Open kmishra9 opened this issue 4 years ago • 6 comments

Hey there -- for the parallelization vignette, this may be important news

kmishra9 avatar Aug 09 '19 17:08 kmishra9

Actually yeah this is a big deal -- I swapped from multicore to multisession and got a 25x speedup (I think multicore is already falling back on "sequential"). I was wondering why things were going so slowly despite using the parallelization framework...

kmishra9 avatar Aug 09 '19 17:08 kmishra9

Good to know. Did you get the warning mentioned in that future issue when you tried multicore in RStudio?

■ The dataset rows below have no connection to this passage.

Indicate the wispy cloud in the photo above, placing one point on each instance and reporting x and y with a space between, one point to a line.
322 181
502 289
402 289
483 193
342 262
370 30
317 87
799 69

jeremyrcoyle avatar Aug 09 '19 17:08 jeremyrcoyle

Yup.

I'm also wondering -- in the vignette, 12 was chosen as the number of logical cores... But if its spinning up a bunch of threads, is there any reason not to spin up like 100 threads (or sessions in this case) and just let the CPU handle them all as it sees fit? This way, it'll stay at 100% utilization all the time. I imagine the answer may be "scheduler overhead" but limiting to 12 seems to reduce total CPU utilization below 100%

kmishra9 avatar Aug 09 '19 17:08 kmishra9

Can confirm that setting up 30 workers on my 12 thread laptop seems to be a solid move for maxing utilization

image

kmishra9 avatar Aug 09 '19 17:08 kmishra9

The number of threads was based on the machine used to run the vignette.

That said, in my experience, i've found that even hyperthreading (using 2 threads/core) either has no effect or can hurt performance over using 1 thread/core. Also, ML in R is almost always memory bound and not CPU bound, unless you have a machine built specifically to have a ton of memory relative to the number of cores. You'll see that kernel_task process in your screenshot, which can indicate swapping memory onto your disk when you run out of physical memory. That's is going to hurt your performance a lot. Pegging your CPU at 100% does not always result in the shortest run times. YMMV, feel free to play around and benchmark different numbers of threads for your specific compute resources and application.

jeremyrcoyle avatar Aug 09 '19 18:08 jeremyrcoyle

Very fair argument surrounding being memory-limited. I think I avoided swapping because my data isn't too large, but would agree that's generally the rate-limiting factor relative to CPU usage. Totally agree its a YMMV situation -- may be worth mentioning the tradeoff in the vignette.